2. Potential Rationales for BHLL Behavior and Overdraft Characteristics in Brazil

The study explores potential rational explanations for why consumers might engage in BHLL behavior, even when the cost of doing so is relatively high. One reason could be concern about the bank reducing their overdraft limit if their debt is paid off, decreasing available liquidity. This is a relevant consideration as overdraft terms are renewed monthly, and banks have the authority to adjust limits. Another potential rationale involves strategic default. Since savings accounts aren't used as collateral for overdraft debt, consumers could strategically default on the overdraft while retaining access to their savings. The authors contrast this with other situations where perfect substitutes for means of payment may not exist and conclude that transferring funds from savings accounts to cover overdrafts in this specific setting reduces the chance of incurring fees and higher interest rates.

3. Comparing Bank Clients and Employees The Impact of Interest Rates

To investigate the effect of interest rates on BHLL behavior, the study compares the practices of bank clients and bank employees. Bank employees benefit from a significantly lower overdraft interest rate (approximately 4% per month) compared to clients (8.33% per month). While bank employees, on average, have higher incomes and credit limits, which could influence their financial choices, the authors control for these factors in their analysis to mitigate potential biases. This comparison allows for a more direct examination of how differences in interest rates influence the prevalence and cost of BHLL behavior. Notably, even with lower interest rates, bank employees exhibited higher prevalence and cost of BHLL behavior than clients, although the cost is still relatively low compared to annual income.

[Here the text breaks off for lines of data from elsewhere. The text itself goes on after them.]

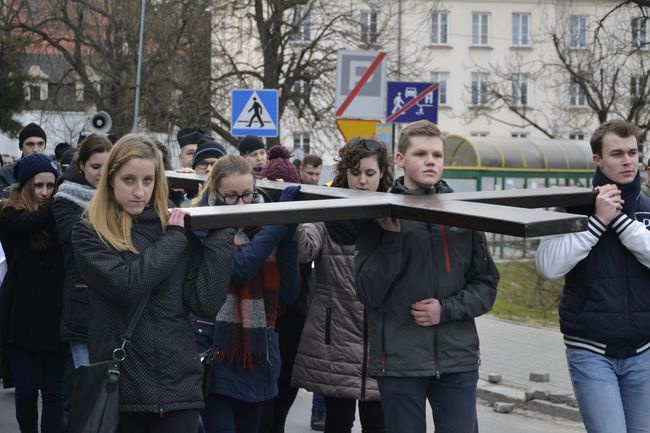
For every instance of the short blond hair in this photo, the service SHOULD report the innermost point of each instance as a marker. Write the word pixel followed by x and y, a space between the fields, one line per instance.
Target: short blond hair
pixel 421 128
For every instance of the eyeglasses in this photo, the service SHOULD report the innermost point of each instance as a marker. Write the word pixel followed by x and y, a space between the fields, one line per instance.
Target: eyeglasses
pixel 371 145
pixel 205 164
pixel 247 197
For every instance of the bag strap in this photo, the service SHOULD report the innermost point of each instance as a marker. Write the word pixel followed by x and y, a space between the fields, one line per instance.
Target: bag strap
pixel 119 354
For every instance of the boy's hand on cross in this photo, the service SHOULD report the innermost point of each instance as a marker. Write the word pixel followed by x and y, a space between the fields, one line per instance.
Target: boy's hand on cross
pixel 389 224
pixel 426 312
pixel 608 203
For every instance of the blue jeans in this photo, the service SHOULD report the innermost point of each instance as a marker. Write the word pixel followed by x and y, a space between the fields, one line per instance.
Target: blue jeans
pixel 227 415
pixel 31 371
pixel 452 399
pixel 613 394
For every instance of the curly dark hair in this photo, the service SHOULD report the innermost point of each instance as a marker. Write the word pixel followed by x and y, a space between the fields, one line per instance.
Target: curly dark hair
pixel 350 157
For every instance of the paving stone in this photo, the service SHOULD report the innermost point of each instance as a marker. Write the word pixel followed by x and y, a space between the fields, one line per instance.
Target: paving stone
pixel 540 395
pixel 539 377
pixel 557 398
pixel 501 407
pixel 494 378
pixel 529 395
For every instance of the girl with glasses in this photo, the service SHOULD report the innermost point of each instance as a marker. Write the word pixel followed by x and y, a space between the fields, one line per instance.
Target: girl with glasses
pixel 243 337
pixel 333 351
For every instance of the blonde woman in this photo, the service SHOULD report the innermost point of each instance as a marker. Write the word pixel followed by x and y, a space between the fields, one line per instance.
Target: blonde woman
pixel 129 246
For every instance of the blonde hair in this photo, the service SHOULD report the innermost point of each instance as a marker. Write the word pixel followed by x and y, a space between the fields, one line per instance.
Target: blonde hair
pixel 112 223
pixel 225 166
pixel 421 128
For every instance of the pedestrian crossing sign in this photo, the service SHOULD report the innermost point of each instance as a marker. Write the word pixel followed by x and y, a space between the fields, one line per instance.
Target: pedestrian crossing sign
pixel 254 112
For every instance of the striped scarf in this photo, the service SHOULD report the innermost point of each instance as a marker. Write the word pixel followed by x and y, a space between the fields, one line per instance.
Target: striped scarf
pixel 250 308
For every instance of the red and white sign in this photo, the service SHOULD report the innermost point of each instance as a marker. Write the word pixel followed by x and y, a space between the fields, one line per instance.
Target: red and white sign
pixel 360 85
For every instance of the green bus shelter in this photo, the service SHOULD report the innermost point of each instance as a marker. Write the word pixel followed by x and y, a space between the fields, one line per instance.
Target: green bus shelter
pixel 508 162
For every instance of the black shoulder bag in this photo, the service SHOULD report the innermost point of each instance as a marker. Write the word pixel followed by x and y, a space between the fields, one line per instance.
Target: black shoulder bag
pixel 95 402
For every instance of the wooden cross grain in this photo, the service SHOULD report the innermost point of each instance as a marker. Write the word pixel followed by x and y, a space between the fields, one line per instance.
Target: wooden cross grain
pixel 510 212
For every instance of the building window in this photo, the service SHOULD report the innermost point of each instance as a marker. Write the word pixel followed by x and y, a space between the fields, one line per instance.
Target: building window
pixel 519 90
pixel 301 141
pixel 441 78
pixel 520 29
pixel 479 88
pixel 578 31
pixel 368 27
pixel 439 27
pixel 577 96
pixel 302 24
pixel 637 87
pixel 639 32
pixel 35 93
pixel 480 23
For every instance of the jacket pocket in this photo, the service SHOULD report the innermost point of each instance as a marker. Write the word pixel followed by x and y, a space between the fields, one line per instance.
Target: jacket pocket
pixel 328 326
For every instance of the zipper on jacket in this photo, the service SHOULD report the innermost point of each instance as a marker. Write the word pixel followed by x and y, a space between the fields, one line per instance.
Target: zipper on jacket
pixel 364 363
pixel 328 325
pixel 445 248
pixel 383 343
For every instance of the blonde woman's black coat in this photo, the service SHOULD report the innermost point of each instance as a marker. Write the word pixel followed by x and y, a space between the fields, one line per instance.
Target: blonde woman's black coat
pixel 162 372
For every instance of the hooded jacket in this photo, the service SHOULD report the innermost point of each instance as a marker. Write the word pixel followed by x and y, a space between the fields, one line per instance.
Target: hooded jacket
pixel 332 356
pixel 162 372
pixel 424 260
pixel 69 203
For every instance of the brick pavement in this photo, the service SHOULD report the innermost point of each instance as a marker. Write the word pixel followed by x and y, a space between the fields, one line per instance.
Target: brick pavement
pixel 514 351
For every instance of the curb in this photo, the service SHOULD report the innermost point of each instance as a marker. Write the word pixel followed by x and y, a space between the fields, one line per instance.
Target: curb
pixel 529 400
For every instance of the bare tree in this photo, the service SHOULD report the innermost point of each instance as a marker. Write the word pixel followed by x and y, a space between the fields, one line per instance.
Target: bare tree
pixel 98 39
pixel 590 70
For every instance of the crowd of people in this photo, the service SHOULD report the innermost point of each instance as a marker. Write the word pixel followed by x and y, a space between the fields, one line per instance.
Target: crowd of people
pixel 375 314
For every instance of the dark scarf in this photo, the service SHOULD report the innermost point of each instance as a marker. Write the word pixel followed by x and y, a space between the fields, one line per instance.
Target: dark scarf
pixel 629 192
pixel 250 308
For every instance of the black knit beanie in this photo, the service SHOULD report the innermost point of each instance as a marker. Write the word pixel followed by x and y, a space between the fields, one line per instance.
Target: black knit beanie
pixel 29 166
pixel 30 130
pixel 249 144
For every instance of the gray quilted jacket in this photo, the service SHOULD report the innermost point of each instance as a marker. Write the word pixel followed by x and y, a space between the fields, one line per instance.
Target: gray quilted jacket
pixel 333 353
pixel 161 372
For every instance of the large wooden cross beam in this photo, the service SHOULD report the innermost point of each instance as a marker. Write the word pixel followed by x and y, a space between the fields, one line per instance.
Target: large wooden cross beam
pixel 510 212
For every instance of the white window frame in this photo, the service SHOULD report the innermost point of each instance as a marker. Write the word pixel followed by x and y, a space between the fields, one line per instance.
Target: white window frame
pixel 578 31
pixel 440 28
pixel 640 32
pixel 368 20
pixel 577 97
pixel 480 28
pixel 479 91
pixel 519 90
pixel 443 89
pixel 520 29
pixel 302 20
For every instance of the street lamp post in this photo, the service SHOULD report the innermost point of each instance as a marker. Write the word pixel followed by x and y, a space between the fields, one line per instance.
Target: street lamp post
pixel 138 71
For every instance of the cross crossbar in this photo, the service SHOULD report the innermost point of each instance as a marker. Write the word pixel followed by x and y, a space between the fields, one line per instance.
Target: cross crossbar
pixel 508 212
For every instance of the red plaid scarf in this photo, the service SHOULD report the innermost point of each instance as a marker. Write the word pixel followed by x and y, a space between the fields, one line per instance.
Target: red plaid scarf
pixel 251 307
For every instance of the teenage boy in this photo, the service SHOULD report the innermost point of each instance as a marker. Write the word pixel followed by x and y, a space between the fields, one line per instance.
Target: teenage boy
pixel 31 139
pixel 423 284
pixel 605 305
pixel 310 169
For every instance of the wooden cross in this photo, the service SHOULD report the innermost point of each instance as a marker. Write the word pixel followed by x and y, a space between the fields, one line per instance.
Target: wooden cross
pixel 510 212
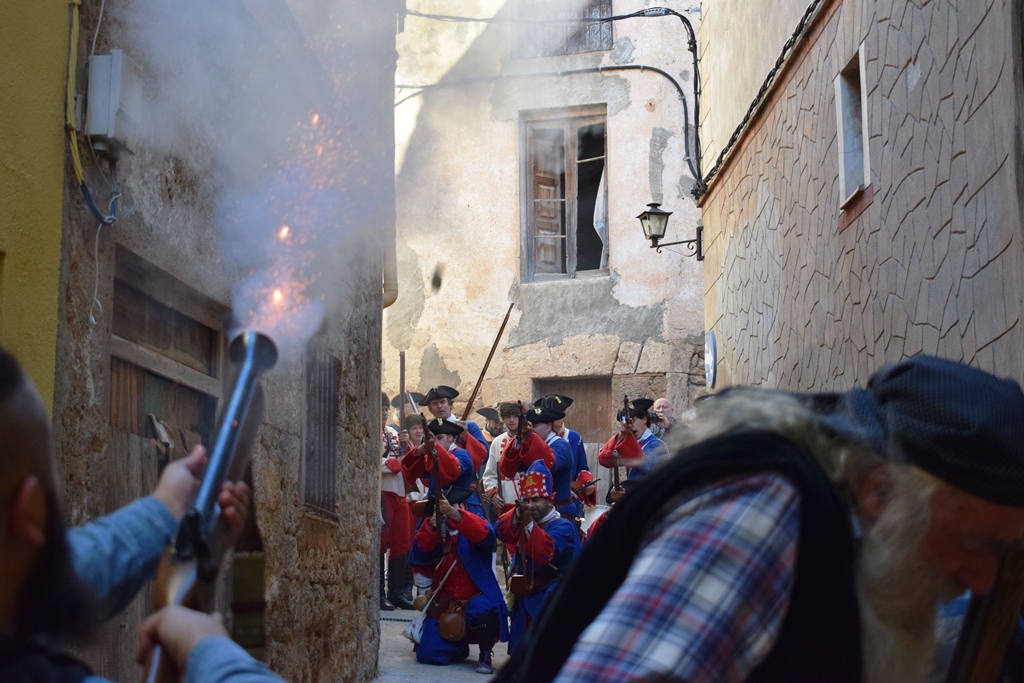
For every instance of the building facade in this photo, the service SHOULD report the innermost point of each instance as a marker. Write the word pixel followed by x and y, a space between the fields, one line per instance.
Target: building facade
pixel 125 327
pixel 869 209
pixel 519 183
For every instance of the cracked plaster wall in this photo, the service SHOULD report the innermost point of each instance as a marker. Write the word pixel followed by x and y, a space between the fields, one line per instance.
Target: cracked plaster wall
pixel 459 207
pixel 933 264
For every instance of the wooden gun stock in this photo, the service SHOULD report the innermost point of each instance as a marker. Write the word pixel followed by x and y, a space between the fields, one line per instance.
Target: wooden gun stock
pixel 989 623
pixel 181 578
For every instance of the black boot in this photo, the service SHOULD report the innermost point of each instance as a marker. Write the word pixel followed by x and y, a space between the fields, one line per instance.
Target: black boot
pixel 484 665
pixel 385 605
pixel 396 583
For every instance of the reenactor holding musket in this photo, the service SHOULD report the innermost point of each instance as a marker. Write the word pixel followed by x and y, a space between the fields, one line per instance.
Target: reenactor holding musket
pixel 467 606
pixel 545 544
pixel 634 446
pixel 583 480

4. Findings and Implications The Limited Impact of High Interest Rate Spreads

The study's results indicate that BHLL behavior is prevalent even in a high-interest-rate environment such as Brazil, where the spread between borrowing and saving rates is substantially higher than in the US. Around 70% of clients engage in BHLL behavior, incurring avoidable charges averaging approximately R$100 (US$60) annually. This cost represents less than 0.5% of their average yearly earnings. While bank employees faced significantly lower overdraft rates, their BHLL costs and frequency were still substantially higher compared to clients. This suggests that high interest rates, while acting as a deterrent, are not sufficient to completely eliminate or reduce the incidence of such behavior. The study's findings demonstrate that while the behavior is present, its overall financial consequences are relatively limited, even when considering the significant interest rate disparity.